A oportunidade continua aberta para a reforma eleitoral
O Manifesto lançado há uma semana pelo Paulo Trigo Pereira, de que sou um dos 25 subscritores, prova bem a ideia e o título deste artigo: a oportunidade continua aberta para a reforma eleitoral.
A reforma eleitoral, na verdade, não é tema esgotado, mas um tema da maior actualidade, como se verifica nas manifestações diversas que vão surgindo cada vez mais no espaço público. Os aparelhos dos partidos (nomeadamente, dos maiores) têm-se esforçado – com êxito – em bloquear iniciativas reformadoras, o que constitui a única explicação para, 27 anos depois (!) da revisão constitucional de 1997, as portas continuarem trancadas. Caso raro (senão único) no mundo, é espantoso como, em Portugal, o legislador constituinte teve grande sensibilidade e visão ao abrir portas a uma reforma democrática fundamental e, nove legislaturas depois (!), os poderes fácticos dentro dos maiores partidos continuam a impor a sua tacanhez e um conservadorismo de granito. Mas não conseguem calar a cidadania, que, desde o Manifesto por uma Democracia de Qualidade (em 2014) e a proposta de reforma que levámos à Assembleia da República em 2019, se vai manifestando cada vez mais e com maior variedade de abordagens no espaço público. Os sinais são claros: os cidadãos despertaram para a importância crucial desta reforma e não se calarão enquanto não lhes derem a democracia de qualidade a que têm direito, com representatividade, escrutínio, prestação de contas, proximidade e poder dos eleitores.
Este novo Manifesto, de 3 de Julho, tem o título “Reformar o Sistema Eleitoral: Renovar a Democracia”, assim assinalando que o nosso sistema eleitoral envelheceu precocemente, envelhecendo reflexamente a democracia – e que esta só pode ser renovada, refrescada, rejuvenescida, através da reforma eleitoral, libertando a democracia das amarras de captura que a abafam e restituindo-a à cidadania.
O Manifesto reafirma um dos maiores motivos de escândalo, que é preciso continuar a recordar e a repetir: «Portugal faz parte de um grupo muito reduzido de três países da União Europeia em que só é possível votar em listas partidárias (listas fechadas) nas eleições legislativas. Um pouco por todo o mundo, a maioria dos países democráticos que tem sistemas eleitorais proporcionais admite alguma forma de personalização do voto.»

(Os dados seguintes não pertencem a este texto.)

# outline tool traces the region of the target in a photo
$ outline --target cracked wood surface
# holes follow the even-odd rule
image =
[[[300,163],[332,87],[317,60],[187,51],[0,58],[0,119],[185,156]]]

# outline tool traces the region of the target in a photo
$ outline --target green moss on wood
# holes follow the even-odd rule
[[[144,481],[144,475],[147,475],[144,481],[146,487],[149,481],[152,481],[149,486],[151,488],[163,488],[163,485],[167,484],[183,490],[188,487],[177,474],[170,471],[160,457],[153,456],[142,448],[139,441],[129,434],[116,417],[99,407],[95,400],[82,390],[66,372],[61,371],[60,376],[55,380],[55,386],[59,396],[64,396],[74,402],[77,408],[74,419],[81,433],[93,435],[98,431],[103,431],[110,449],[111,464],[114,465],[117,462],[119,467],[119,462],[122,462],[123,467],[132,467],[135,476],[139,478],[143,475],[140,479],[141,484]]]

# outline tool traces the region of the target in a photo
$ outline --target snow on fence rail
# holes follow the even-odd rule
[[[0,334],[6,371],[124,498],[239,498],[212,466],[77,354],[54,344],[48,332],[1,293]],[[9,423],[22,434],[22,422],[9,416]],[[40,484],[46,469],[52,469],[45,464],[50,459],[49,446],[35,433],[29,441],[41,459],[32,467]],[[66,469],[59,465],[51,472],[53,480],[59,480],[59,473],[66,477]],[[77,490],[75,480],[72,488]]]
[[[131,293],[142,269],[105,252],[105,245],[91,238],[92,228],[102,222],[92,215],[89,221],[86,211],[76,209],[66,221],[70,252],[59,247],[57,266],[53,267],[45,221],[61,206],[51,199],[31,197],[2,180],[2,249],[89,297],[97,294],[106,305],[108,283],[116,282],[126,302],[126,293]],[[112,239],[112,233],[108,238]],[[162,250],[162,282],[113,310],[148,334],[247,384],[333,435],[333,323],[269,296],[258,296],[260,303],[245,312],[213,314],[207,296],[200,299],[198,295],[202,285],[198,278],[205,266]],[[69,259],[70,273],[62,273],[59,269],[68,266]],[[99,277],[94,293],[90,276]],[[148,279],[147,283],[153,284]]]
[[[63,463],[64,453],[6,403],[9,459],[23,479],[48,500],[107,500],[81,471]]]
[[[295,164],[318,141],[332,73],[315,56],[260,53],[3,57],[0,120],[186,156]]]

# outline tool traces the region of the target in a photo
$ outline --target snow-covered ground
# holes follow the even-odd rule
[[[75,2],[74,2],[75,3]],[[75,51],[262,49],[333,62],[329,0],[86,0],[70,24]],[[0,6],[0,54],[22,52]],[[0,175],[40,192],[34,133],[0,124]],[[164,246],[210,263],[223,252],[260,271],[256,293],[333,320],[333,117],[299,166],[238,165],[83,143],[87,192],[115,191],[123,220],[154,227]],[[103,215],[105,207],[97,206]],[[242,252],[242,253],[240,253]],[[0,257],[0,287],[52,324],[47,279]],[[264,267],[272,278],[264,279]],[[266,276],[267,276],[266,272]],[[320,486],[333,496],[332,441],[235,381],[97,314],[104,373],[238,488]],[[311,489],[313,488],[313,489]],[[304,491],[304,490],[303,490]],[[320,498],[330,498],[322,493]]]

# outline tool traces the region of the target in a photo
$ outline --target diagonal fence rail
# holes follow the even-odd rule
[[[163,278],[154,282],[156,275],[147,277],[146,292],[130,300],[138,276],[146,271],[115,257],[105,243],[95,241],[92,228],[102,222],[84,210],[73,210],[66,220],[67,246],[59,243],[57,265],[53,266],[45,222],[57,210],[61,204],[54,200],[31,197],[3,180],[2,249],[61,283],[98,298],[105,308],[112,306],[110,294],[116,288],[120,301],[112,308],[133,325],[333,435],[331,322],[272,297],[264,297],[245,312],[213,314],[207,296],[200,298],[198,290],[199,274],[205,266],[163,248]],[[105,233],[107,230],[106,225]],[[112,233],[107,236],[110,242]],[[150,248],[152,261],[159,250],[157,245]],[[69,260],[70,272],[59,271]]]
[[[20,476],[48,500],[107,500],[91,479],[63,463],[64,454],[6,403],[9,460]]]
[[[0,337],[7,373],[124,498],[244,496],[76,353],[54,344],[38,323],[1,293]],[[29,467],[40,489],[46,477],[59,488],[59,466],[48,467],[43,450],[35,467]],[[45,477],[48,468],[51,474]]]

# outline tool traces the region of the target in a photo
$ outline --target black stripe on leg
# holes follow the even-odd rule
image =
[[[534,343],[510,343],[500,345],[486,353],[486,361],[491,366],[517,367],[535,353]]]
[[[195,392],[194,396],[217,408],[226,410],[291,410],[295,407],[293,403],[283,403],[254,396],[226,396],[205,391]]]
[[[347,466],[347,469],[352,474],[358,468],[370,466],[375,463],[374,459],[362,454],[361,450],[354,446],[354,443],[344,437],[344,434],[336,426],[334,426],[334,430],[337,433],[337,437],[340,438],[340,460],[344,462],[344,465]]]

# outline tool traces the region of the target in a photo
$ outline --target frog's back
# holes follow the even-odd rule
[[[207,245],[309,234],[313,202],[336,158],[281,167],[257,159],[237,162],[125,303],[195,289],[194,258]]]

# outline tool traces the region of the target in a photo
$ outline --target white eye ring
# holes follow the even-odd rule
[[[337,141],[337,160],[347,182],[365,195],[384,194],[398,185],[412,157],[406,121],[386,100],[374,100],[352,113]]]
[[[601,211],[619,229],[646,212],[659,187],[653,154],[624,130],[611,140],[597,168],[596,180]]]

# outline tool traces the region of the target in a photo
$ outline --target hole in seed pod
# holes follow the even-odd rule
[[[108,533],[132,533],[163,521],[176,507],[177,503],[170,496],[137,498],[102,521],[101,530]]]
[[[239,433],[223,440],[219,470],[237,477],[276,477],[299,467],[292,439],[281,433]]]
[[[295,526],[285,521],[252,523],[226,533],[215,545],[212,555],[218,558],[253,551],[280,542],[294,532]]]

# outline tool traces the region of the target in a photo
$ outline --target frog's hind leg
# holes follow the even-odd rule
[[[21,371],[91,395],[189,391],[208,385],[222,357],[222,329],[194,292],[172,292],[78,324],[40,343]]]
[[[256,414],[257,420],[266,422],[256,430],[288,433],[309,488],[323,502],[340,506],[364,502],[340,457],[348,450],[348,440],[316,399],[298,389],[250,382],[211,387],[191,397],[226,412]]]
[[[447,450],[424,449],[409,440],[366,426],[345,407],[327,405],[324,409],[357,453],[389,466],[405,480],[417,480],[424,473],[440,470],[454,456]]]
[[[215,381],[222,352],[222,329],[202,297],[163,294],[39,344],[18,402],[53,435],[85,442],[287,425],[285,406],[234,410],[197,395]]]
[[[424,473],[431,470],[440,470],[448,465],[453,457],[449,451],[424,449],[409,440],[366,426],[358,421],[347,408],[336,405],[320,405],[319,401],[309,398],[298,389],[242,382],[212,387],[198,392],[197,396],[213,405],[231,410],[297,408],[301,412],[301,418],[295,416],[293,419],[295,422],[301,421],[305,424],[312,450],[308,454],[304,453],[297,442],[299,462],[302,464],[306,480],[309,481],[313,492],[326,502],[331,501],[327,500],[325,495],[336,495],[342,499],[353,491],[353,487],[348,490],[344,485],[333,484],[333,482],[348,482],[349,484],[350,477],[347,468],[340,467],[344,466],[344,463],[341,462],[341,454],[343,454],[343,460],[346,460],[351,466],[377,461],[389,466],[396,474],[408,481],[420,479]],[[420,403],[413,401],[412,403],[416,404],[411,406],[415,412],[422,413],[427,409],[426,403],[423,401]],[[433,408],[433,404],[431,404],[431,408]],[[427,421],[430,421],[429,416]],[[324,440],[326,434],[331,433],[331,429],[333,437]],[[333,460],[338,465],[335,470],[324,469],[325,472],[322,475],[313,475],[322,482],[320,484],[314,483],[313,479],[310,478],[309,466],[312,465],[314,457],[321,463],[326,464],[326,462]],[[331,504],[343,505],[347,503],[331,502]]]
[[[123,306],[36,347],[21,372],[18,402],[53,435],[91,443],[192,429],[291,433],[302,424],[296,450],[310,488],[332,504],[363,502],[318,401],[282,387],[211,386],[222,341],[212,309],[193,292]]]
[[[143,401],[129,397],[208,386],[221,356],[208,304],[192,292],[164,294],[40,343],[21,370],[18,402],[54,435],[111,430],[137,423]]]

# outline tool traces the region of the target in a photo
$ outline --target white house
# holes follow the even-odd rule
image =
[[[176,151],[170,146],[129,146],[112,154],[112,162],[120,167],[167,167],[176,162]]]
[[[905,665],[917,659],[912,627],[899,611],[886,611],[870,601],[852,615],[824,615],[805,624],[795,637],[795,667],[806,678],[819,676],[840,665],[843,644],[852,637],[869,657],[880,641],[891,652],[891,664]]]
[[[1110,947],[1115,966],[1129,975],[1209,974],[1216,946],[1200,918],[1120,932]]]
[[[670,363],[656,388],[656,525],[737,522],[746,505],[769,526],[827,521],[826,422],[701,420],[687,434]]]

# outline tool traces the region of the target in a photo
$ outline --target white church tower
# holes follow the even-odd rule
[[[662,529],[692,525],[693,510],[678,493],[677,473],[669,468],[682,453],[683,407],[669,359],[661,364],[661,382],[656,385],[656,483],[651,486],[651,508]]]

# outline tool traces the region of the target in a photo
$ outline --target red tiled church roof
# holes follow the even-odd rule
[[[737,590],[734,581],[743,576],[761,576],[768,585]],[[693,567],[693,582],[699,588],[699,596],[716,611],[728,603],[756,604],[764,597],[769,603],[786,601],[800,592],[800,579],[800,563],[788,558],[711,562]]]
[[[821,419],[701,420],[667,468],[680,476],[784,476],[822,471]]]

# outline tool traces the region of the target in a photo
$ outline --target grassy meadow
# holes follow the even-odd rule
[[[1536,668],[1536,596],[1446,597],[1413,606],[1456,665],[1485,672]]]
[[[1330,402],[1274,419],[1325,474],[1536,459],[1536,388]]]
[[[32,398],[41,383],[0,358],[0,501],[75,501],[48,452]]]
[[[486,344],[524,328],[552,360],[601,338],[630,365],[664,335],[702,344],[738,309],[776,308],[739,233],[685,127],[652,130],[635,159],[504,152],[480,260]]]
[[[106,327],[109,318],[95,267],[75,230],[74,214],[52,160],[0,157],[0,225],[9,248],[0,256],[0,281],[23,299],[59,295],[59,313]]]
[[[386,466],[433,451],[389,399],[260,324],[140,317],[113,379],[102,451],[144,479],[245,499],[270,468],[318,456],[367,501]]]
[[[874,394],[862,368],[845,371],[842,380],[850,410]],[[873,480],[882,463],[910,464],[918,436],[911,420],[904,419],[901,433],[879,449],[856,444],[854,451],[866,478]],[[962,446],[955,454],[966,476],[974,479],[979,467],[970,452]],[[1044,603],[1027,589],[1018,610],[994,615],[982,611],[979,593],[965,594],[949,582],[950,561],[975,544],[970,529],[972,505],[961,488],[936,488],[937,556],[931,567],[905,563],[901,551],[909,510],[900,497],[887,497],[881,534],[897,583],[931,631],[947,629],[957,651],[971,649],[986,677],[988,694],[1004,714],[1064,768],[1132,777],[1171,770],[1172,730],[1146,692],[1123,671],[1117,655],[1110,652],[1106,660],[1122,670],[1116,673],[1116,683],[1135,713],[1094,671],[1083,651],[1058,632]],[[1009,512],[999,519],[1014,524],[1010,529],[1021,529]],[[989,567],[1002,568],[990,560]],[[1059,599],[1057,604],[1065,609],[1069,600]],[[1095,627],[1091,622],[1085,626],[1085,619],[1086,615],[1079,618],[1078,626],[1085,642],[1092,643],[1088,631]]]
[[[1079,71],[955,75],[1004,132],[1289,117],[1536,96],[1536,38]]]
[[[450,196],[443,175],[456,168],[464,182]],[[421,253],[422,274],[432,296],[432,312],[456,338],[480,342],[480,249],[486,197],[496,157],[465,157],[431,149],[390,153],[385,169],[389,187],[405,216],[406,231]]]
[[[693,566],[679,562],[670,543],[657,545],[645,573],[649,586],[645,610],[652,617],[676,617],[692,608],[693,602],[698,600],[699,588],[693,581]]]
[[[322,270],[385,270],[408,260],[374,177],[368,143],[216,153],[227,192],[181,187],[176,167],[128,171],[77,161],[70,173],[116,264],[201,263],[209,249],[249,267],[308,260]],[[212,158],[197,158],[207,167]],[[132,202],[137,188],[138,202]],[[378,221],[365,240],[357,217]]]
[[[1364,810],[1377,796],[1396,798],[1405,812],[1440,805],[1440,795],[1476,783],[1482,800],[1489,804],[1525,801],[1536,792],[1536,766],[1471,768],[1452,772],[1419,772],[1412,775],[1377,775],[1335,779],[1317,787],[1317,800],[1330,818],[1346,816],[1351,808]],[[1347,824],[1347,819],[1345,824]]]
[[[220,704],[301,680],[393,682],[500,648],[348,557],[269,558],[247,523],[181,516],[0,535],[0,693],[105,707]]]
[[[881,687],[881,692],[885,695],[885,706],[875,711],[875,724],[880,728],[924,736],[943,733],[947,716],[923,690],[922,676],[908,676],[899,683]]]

Para a reforma necessária, aponta dois caminhos possíveis: «um sistema misto de representação proporcional personalizada em que cada eleitor tem dois votos, em que um é num partido e outro num candidato» (que continua a ser a minha escolha), ou um sistema «de voto preferencial em lista, em que o eleitor vota numa lista e pode votar também num(a) candidato(a)». Declara estar consciente de que «a reforma do sistema eleitoral, assegurando maior personalização dos mandatos e reduzindo o desperdício de votos, não é uma panaceia», mas insiste que «urge remover as barreiras e continuar o projeto inacabado de aperfeiçoamento da democracia portuguesa, começando pelo aperfeiçoamento tão necessário do nosso sistema eleitoral.»
Cita «a (longa) reflexão académica nacional» e lembra que, «devido à revisão Constitucional de 1997 – nomeadamente do artigo 149º, que abriu a porta à criação de círculos uninominais, a par de círculos plurinominais –, é atualmente possível caminhar para um sistema misto de representação proporcional personalizada», além de que, «em alternativa, continua a ser possível adotar o voto preferencial em lista». E aponta, assim, para dois propósitos principais – «dar maior liberdade de escolha aos eleitores e aproximar eleitores de eleitos» –, tudo traduzindo numa Iniciativa Legislativa de Cidadãos, que nos trouxesse ao “novo sistema eleitoral à Assembleia da República adaptado à realidade portuguesa do século XXI.”
E encerra com uma chamada de oportunidade, que também já tenho expresso noutros textos: «No simbólico ano que marca os 50 anos do 25 de Abril, apelamos à renovação do sistema eleitoral português através da participação e mobilização cidadã, tão essenciais na melhoria da qualidade da nossa democracia e na construção de consensos entre partidos políticos. É necessário reinventar a democracia que desejamos. É a hora de avançar!»
De facto, está na hora! A oportunidade continua aberta para a reforma eleitoral. A oportunidade só estará fechada quando for cumprida, pela aprovação do sistema eleitoral reformado que vá ao encontro das aspirações dos cidadãos e das necessidades da democracia.
Quem quer uma democracia cidadã, uma democracia enraizada, uma democracia representativa? Quem quer a democracia dos eleitores e não a dos chefes, chefinhos e chefões? Vamos a isso.